Calls to run-time library (RTL) routines of other languages fall into
this category. For example, a call to MTH$RANDOM returns a floating
value in floating-point register F0. The compiler cannot directly read
F0. You need to either create a jacket routine (in another language),
which makes the call to MTH$RANDOM and then moves the result to R0, or
write a separate routine that only does the move.
2.11 Preserving VAX Atomicity and Granularity
The VAX architecture includes instructions that perform a read-modify-write memory operation so that it appears to be a single, noninterruptible operation in a uniprocessing system. Atomicity is the term used to describe the ability to modify memory in one operation. Because the complexity of such instructions severely limits performance, read-modify-write operations on an Alpha or I64 system can be performed only by nonatomic, interruptible instruction sequences.
Furthermore, VAX instructions can address single-aligned or unaligned byte, word, and longword locations in memory without affecting the surrounding memory locations. (A data item is considered aligned if its address is an even multiple of the item's size in bytes.) Granularity is the term used to describe the ability to independently write to portions of aligned longwords.
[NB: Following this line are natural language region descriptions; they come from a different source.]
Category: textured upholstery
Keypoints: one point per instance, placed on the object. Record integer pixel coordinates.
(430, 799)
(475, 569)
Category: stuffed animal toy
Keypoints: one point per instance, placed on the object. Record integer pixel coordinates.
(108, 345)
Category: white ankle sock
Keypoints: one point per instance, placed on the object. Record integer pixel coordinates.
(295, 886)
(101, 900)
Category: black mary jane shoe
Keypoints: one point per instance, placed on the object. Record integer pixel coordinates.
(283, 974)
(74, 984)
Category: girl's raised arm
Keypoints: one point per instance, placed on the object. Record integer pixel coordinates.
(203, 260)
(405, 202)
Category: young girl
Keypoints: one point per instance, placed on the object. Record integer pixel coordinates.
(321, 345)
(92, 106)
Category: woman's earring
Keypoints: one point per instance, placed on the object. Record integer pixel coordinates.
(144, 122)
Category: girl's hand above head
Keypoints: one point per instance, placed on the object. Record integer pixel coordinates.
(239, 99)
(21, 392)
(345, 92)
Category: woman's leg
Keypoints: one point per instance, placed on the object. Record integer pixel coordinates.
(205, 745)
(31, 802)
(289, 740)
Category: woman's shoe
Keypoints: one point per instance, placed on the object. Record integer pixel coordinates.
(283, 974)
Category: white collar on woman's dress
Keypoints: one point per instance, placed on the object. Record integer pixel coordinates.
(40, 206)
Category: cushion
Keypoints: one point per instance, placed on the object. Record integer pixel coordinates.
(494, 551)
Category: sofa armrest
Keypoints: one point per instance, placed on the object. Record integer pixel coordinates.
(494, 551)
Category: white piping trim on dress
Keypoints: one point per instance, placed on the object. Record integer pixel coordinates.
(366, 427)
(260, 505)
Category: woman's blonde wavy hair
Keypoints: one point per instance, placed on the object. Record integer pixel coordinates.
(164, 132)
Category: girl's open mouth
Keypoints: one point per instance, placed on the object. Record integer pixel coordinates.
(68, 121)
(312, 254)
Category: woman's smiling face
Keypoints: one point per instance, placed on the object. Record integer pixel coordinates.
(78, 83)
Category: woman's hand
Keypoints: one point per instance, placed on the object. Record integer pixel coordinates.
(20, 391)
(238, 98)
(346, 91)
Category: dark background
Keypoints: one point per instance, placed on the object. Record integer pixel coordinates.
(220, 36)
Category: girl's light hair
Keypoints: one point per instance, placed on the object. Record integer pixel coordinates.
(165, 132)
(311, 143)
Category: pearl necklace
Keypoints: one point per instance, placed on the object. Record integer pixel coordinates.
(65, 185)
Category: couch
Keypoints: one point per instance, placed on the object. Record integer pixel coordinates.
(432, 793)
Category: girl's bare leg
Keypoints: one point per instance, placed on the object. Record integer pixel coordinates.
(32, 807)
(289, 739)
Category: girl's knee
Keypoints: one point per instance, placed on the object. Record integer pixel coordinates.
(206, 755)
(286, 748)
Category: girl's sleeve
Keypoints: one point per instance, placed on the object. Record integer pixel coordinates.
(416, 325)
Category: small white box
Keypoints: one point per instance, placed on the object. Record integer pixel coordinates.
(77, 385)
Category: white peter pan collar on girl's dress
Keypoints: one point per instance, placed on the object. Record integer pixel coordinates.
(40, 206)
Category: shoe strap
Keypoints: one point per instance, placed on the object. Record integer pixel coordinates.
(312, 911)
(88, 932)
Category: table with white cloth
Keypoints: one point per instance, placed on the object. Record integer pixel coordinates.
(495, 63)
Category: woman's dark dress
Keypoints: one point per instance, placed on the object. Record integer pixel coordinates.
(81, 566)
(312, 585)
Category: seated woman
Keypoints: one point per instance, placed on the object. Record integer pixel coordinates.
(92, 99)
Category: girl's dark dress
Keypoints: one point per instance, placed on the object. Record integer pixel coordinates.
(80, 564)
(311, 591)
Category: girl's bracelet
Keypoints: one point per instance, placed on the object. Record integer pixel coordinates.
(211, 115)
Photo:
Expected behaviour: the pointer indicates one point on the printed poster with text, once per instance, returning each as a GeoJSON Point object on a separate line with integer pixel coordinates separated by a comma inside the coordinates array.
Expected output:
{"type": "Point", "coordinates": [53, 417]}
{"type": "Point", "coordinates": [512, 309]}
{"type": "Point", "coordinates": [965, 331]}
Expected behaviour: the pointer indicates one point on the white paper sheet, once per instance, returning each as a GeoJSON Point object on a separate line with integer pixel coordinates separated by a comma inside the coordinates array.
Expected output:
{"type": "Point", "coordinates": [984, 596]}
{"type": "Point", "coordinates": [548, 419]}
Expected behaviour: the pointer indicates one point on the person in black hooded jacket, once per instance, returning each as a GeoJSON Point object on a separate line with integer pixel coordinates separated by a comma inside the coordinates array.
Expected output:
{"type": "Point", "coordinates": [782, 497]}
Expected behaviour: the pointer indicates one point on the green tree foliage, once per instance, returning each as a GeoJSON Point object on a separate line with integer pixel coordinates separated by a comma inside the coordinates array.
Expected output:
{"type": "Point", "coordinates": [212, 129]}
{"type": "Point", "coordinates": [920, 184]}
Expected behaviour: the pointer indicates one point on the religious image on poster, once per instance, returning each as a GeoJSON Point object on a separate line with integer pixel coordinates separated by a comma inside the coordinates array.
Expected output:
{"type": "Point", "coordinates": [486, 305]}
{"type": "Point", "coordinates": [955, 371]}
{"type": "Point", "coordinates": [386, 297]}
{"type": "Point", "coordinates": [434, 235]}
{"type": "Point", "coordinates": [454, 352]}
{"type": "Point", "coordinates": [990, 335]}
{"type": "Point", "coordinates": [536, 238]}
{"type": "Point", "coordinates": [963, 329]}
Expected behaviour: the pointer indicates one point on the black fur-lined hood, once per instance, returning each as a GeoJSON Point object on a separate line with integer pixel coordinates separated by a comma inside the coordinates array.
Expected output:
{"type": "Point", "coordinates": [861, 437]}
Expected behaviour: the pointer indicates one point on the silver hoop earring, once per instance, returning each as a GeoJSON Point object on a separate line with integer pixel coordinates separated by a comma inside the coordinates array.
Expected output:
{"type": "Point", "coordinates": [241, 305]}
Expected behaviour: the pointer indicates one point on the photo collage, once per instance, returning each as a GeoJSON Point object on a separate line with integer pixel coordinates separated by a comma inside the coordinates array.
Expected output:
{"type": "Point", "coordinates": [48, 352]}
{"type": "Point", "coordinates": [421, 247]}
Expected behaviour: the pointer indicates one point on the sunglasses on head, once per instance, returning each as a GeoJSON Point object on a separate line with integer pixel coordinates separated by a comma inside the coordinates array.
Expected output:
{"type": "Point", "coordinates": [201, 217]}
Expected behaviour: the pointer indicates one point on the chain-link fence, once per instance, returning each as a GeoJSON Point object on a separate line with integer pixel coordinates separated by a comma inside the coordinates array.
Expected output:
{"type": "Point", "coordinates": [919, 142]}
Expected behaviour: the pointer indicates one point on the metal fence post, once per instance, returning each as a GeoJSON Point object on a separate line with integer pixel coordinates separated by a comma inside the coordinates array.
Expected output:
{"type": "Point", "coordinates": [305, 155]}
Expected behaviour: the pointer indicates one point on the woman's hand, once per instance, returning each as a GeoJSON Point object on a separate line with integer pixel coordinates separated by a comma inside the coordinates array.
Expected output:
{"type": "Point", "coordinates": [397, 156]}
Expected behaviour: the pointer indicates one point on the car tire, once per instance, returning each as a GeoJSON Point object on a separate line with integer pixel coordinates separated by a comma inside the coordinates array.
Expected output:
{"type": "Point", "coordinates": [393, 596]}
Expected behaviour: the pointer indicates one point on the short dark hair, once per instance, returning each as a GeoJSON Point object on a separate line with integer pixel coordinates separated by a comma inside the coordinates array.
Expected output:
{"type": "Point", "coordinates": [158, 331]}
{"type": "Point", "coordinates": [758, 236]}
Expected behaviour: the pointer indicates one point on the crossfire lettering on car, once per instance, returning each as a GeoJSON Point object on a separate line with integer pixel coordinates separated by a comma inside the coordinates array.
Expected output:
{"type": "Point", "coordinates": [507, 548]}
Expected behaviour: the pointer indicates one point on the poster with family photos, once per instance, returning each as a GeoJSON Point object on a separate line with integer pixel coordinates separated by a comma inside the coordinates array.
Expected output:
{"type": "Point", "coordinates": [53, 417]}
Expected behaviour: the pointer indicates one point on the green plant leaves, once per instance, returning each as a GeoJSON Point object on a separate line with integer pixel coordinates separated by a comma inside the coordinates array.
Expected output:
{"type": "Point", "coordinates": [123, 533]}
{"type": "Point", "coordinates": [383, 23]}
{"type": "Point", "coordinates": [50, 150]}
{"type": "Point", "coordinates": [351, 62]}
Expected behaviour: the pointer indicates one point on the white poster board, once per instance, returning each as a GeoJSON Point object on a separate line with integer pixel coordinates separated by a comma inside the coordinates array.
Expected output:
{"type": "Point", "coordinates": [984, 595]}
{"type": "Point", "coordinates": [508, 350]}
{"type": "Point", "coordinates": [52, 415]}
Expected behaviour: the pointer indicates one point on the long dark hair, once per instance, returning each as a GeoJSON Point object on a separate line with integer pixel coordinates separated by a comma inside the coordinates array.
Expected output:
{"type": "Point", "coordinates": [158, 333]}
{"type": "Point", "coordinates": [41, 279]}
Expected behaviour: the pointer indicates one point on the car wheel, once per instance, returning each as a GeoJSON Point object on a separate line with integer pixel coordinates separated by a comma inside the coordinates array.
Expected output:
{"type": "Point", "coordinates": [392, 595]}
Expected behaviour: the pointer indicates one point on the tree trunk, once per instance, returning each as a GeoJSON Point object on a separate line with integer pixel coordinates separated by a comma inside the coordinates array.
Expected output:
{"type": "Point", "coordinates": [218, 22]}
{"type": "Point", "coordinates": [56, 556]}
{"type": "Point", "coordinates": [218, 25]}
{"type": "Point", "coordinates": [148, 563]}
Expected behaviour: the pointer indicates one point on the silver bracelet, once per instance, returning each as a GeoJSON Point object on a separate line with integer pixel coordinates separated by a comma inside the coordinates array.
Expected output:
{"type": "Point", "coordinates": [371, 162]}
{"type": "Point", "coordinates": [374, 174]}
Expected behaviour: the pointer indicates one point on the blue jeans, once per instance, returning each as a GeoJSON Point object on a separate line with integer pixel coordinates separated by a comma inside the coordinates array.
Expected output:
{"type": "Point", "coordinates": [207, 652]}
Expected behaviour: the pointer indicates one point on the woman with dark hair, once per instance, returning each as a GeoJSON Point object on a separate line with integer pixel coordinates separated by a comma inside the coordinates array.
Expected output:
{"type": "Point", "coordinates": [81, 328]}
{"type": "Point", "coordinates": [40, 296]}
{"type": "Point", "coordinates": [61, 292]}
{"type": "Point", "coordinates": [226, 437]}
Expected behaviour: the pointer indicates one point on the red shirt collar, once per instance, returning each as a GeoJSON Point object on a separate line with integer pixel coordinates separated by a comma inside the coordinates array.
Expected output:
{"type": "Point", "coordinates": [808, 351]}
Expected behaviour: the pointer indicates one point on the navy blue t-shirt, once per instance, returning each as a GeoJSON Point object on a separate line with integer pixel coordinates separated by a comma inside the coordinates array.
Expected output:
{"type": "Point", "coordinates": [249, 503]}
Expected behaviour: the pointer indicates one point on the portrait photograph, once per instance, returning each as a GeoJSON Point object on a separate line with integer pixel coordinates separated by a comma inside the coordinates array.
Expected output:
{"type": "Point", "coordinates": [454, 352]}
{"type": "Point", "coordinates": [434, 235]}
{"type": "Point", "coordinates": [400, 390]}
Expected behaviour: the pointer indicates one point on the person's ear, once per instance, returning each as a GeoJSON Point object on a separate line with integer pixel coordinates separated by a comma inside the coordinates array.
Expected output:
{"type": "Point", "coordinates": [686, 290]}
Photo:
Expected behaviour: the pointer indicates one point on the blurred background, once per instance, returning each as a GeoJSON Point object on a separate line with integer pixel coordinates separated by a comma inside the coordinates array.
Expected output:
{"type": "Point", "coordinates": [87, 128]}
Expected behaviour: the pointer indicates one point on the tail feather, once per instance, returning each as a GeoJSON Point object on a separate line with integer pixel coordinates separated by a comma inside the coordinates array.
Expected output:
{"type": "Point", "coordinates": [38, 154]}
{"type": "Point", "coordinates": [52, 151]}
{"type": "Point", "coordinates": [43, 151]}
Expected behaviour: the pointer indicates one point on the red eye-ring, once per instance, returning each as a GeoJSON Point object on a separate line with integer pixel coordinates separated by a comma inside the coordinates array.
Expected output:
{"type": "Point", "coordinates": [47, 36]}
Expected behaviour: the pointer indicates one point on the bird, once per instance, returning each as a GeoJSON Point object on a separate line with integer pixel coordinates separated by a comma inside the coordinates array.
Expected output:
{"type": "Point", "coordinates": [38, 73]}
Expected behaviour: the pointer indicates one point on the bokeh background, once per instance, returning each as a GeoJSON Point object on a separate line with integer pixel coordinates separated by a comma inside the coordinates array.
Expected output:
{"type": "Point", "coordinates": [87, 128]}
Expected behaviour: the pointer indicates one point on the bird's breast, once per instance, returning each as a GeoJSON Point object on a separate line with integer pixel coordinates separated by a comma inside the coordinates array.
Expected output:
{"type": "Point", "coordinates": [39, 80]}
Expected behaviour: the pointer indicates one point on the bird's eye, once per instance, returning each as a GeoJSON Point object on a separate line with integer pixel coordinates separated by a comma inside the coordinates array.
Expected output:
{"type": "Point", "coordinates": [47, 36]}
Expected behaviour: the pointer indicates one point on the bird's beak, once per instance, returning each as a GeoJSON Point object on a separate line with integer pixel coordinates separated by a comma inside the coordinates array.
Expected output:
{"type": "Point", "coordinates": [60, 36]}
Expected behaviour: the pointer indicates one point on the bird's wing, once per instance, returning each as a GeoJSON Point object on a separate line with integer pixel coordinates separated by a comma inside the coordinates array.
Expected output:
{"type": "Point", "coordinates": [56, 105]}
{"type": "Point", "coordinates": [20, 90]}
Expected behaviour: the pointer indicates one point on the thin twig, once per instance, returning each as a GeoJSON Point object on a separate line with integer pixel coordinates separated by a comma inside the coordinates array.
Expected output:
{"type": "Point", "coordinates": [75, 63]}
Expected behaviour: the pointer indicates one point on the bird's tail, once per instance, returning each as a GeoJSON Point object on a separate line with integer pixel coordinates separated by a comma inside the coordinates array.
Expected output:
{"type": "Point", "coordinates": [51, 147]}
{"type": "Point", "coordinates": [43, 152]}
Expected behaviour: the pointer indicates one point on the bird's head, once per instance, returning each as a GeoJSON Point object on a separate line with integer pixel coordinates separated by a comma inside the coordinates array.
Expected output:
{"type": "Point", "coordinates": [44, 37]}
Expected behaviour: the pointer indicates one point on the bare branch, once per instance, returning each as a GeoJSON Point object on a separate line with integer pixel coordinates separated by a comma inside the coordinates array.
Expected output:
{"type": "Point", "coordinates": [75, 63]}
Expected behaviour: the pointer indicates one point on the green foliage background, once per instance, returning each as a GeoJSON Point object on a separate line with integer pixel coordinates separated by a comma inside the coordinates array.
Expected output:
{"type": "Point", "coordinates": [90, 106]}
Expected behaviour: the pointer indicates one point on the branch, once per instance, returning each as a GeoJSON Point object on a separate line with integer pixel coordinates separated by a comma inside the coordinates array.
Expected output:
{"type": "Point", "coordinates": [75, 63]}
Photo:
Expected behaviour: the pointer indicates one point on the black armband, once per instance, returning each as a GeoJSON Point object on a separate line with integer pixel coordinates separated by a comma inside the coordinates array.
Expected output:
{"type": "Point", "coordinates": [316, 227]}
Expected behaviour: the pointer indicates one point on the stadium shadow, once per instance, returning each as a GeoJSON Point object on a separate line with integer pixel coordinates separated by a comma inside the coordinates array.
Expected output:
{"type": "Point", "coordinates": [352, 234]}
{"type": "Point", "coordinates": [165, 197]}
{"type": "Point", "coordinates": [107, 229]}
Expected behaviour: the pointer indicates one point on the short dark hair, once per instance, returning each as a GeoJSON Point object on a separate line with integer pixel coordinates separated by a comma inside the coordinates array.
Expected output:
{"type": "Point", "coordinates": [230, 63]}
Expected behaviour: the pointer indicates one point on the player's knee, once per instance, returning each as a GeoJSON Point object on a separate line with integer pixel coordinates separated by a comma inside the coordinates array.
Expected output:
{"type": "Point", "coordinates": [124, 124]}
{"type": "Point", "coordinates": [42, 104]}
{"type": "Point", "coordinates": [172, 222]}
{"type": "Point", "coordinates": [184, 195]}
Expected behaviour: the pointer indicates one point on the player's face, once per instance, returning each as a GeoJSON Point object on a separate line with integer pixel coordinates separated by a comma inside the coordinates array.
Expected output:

Because byte, word, and unaligned longword access also severely limits performance, an OpenVMS Alpha system can only access aligned longword or quadword locations. Therefore, a sequence of instructions to write a single byte, word, or unaligned longword causes some of the surrounding bytes to be read and rewritten.
While Itanium has instructions for accessing bytes and words, there is a performance penalty if they are unaligned.
These architectural differences can cause data to become corrupted under certain conditions.
In an OpenVMS Alpha system, atomicity and granularity preservation are not provided by locking out other threads from modifying memory, but by providing a way to determine if a piece of memory may have been modified during the read-modify-write operation. In this case, the read-modify-write operation is retried.
In an OpenVMS I64 system, atomicity is achieved by retrying the operation as for OpenVMS Alpha.
To ensure data integrity, the compiler provides certain qualifiers and
directives to be used for the conditions described in the following
sections.
2.11.1 Preserving Atomicity
On OpenVMS VAX, OpenVMS Alpha, and OpenVMS I64 multiprocessing systems, an application in which multiple, concurrent threads can modify shared data in a writable global section must have some way of synchronizing their access to that data. On a OpenVMS VAX single processor system, a memory modification instruction is sufficient to provide synchronized access to shared data. However, it is not sufficient on OpenVMS Alpha or OpenVMS I64 systems.
The compiler provides the /PRESERVE=ATOMICITY option to guarantee the integrity of read-modify-write operations for VAX instructions that have a memory modify operand. Alternatively, you can insert the .PRESERVE ATOMICITY and .NOPRESERVE ATOMICITY directives in sections of VAX MACRO source code as required to enable and disable atomicity.
For instance, assume the following instruction, which requires a read, modify, and write sequence on the data pointed to by R1:
INCL (R1) |
In a OpenVMS VAX system, the microcode performs these three operations. Therefore, an interrupt cannot occur until the sequence is fully completed.
In an OpenVMS Alpha system, the following three instructions are required to perform the one VAX instruction:
LDL R27, (R1) ADDL R27, 1, R27 STL R27, (R1) |
Similarly, in an OpenVMS I64 system, the following four instructions are required:
ld4 r22 = [r9] sxt4 r22 = r22 adds r22 = 1, r22 st4 [r9] = r22 |
The problem with this Alpha/Itanium code sequence is that an interrupt can occur between any of the instructions. If the interrupt causes an AST routine to execute or causes another process to be scheduled between the LDL and the STL, and the AST or other process updates the data pointed to by R1, the STL will store the result (R1) based on stale data.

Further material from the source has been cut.